In language arts we are learning about gross poems, and for those of you that dont know what it is, a gross poem is a gross poem. We had a contest of who could write the grossest poem, and what better to do than frozen thawed pinkies on feeding day? Here it is.

Frozen pinkies stuck together 
Break apart like rusty leather
Pinkies in a microwave 
Exploding like a tidal wave
Missing a pinkie from the bag
Stepping on it makes you gag
Rat guts smeared across the wall
Make me want to hurl breakfast, lunch, and all
As the snake creeps along
It strikes, leaving feet on tongs
Something squishy's in your cheek
Pulling out a pink foot makes you shriek
 :projectile:

----------


## snakedude56

I think it's safe to say, I've never read anything quite so disgusting in my life. lol

----------


## BPGirl

Thanks.  :Very Happy:  


That was the assignment

----------


## Vomitore

> Thanks.  
> 
> 
> That was the assignment


I could make it worse  :Wink:  ... But then I'd be banned from the site  :Very Happy:  Good job though.

----------


## Reediculous

Oh man would i get an A on that assignment if i was in that class...........i have a pretty gross mind    :eek:

----------


## daaangconcepts

Sooo did you win??

----------


## BPGirl

> Sooo did you win??


 
actually I didnt, but I didnt want the prize anyways (it was a can of spam). The winner wrote about some fat guys butt scabs that flew all over the place and his dog ate it.
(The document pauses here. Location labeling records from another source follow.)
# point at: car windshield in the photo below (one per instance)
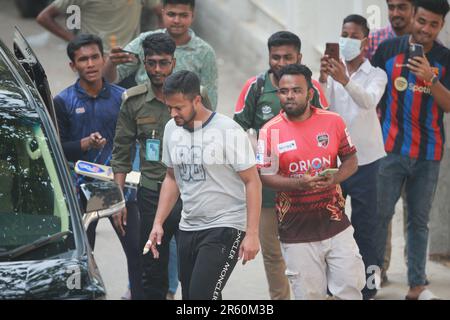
(32, 201)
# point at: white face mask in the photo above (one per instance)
(350, 48)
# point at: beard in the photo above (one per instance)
(297, 111)
(155, 81)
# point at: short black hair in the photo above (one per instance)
(175, 2)
(440, 7)
(184, 82)
(296, 70)
(360, 21)
(83, 40)
(284, 38)
(158, 43)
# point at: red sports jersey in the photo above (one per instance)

It was REALLY gross.

----------


## joyful girl

> actually I didnt, but I didnt want the prize anyways (it was a can of spam). The winner wrote about some fat guys butt scabs that flew all over the place and his dog ate it. It was REALLY gross.


 sick...

----------


## JLC

LOL....what a weird assignment.  We never got anything quite so fun back in my day.  


I moved this to Creative Corner....it may be gross, but it's also definitely creative!

----------


## Deliciously Evil

That's a cool assignment - something kids can really get into.  

Great job!  It has a nice rhythm to it.

----------